Rough-diamond prices will remain sluggish this year as the market challenges that arose in the second half of last year are set to continue, two investment banks have warned.
Prices are likely to drop 1% to 2% in the first half of 2019, before recovering to end the year flat, analyst Kieron Hodgson at London-based Panmure Gordon said this week. Prices rose 2% last year due to a strong first half, but the market slowed in the second half. In addition, a rise in mining production over the last two years has led to supply outweighing demand, especially in smaller categories, he noted.
Midstream sentiment is weak due to low liquidity and margins, tight bank lending, weak polished demand and high inventory levels, German bank Berenberg explained in a report Tuesday. The RapNet Diamond Index (RAPI™) for 1-carat polished diamonds fell 2.6% in the second half of 2018, while RAPI for 0.30-carat stones slumped 9.9%. The 1-carat index has slipped 0.4% since January 1.
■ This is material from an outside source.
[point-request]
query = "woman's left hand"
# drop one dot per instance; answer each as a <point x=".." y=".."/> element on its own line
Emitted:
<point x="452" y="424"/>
Meanwhile, rough-diamond production has peaked since three new mines — Gahcho Kué and Renard in Canada, and Liqhobong in Lesotho — came on stream in 2016 and early 2017. Global output grew by between 1% and 2% to 153 million carats in 2018, and will increase slightly to 154 million carats this year, Hodgson estimated. Miners now hold larger volumes of low-value rough than they used to, he added.